“Every time we build or renovate a building, we make a public act.” – DaeWha Kang
By combining contemporary material processes with organic principles, DaeWha Kang Design has transformed a 1980’s-era office building into a new dynamic headquarters for Communique, a public relations firm in Seoul Korea. With a very limited budget, the project team focused on four key points throughout the design process: the production of a human-oriented design, an environmentally responsive facade, a collaborative working environment, and evaluation of design through simulation and measurement. The renovation scope includes retrofitting a ground level parking area into an indoor/outdoor café, re-programming of the office area to maximize daylight for employee desk locations, and a rooftop terrace inspired by traditional Korean hoerang, or circumambulatory walkways.
One of the most eyecatching elements of the project is an existing column, on the ground level, clad with a tessellation of silver leaves. The mirror finish stainless steel panels reflect the activity of the street while also visually doubling the height of a relatively low existing space (less than 9 feet). A curved surface between the column and the soffit is realized with singly folded diamond shaped panels, producing a triangulated effect.

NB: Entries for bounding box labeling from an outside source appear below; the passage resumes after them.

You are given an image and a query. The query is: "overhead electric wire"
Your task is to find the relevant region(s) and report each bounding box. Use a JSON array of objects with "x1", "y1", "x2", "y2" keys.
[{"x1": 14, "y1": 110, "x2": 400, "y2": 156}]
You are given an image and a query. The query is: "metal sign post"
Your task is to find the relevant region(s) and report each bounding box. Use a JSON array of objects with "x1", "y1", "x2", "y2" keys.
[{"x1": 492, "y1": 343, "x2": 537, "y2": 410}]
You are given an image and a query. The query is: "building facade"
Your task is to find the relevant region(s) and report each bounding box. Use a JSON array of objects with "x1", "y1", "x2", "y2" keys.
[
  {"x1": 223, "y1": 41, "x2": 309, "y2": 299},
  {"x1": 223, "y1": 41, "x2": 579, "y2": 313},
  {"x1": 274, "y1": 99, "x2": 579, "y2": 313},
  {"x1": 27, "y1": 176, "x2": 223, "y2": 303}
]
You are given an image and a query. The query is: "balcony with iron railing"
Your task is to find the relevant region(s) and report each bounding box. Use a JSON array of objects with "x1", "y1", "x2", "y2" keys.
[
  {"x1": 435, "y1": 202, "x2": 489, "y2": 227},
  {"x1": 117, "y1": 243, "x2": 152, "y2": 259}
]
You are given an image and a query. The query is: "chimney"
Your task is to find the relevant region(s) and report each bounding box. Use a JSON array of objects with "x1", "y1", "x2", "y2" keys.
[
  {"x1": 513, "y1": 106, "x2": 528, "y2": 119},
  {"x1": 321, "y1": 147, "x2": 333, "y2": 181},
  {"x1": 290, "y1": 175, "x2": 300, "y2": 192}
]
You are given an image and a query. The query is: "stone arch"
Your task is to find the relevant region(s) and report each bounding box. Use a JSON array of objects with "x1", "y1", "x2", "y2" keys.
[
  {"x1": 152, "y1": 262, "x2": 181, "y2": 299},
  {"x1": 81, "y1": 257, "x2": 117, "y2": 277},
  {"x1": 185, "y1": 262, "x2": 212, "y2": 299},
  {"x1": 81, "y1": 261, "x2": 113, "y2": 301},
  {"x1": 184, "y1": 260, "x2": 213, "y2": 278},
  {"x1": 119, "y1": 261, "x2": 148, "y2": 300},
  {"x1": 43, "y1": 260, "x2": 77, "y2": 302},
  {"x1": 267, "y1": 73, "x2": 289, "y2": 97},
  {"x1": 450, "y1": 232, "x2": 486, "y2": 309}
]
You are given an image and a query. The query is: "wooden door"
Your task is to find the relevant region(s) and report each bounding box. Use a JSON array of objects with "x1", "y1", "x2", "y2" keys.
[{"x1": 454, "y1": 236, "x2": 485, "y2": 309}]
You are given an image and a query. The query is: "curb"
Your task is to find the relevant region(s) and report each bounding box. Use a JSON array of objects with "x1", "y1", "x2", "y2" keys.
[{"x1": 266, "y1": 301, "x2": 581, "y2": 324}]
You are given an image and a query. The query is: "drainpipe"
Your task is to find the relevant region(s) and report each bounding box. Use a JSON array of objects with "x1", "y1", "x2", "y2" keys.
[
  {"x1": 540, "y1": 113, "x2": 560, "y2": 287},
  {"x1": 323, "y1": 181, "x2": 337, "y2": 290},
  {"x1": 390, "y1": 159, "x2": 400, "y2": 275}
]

The pattern expands beyond the intensity of the column, into larger flat shaped panels. This geometry wraps up the facade, producing a primary grid which further warps in response to sightlines of the building from the surrounding urban context.
The architects incorporated new high-performance double-glazed units and provided insulation at the exterior walls to combat significant thermal and condensation issues in the existing building. MaCheon grey granite panels regionally sourced provide a strong gray coloration to the facade.
DaeWha Kang, Principal of DaeWha Kang Design, says the panels are attached to the facade with a simple bracket and pin anchoring detail allowing for future removal for maintenance if necessary: “That means that even if the building facade needs to be maintained in thirty or forty years time, it will be possible to remove each of the panels from the brackets without damaging them.”
Digital analysis tools were employed during the design process to correct existing glare and daylighting issues in the existing space. Solar radiation analysis helped to determine the optimum quantity and location of windows in the office floors, while various window opening directions were tested in a fluid dynamics simulation. The team ended up with a series of casement windows that produce gill-like openings in the building envelope. These openings are paired with louvered blinds on the interior for further glare reduction without blocking air circulation.
One of the significant findings from the analysis was that the lower floors required larger openings than the upper floors. Establishing an optimum window opening size allowed the panelization of the facade to geometrically integrate with the openings, creating what Kang calls “a completely organic integration of aesthetics and building performance.” The patterning of the facade was further influenced by standard block lengths from the quarry where the stone was sourced, constructability factors such as the maximum weight for a one-person installation, and the reduction in quantity of more costly curved panel geometry. These constraints produced secondary panelization geometry. A hierarchy between the two grids was visually reinforced by a chamfered corner cut all at primary grid lines, producing a shadow gap along the panel edge.
Kang says this architectural process has produced a project that “has content and character, not just branding and image,” and is aligned with broader community ideals: “Projects like this are crucial in Seoul. We must move beyond the city as an accumulation of isolated buildings that do nothing for their surrounding neighborhood, and instead support clients who have a vision to do something more with their ambitions.”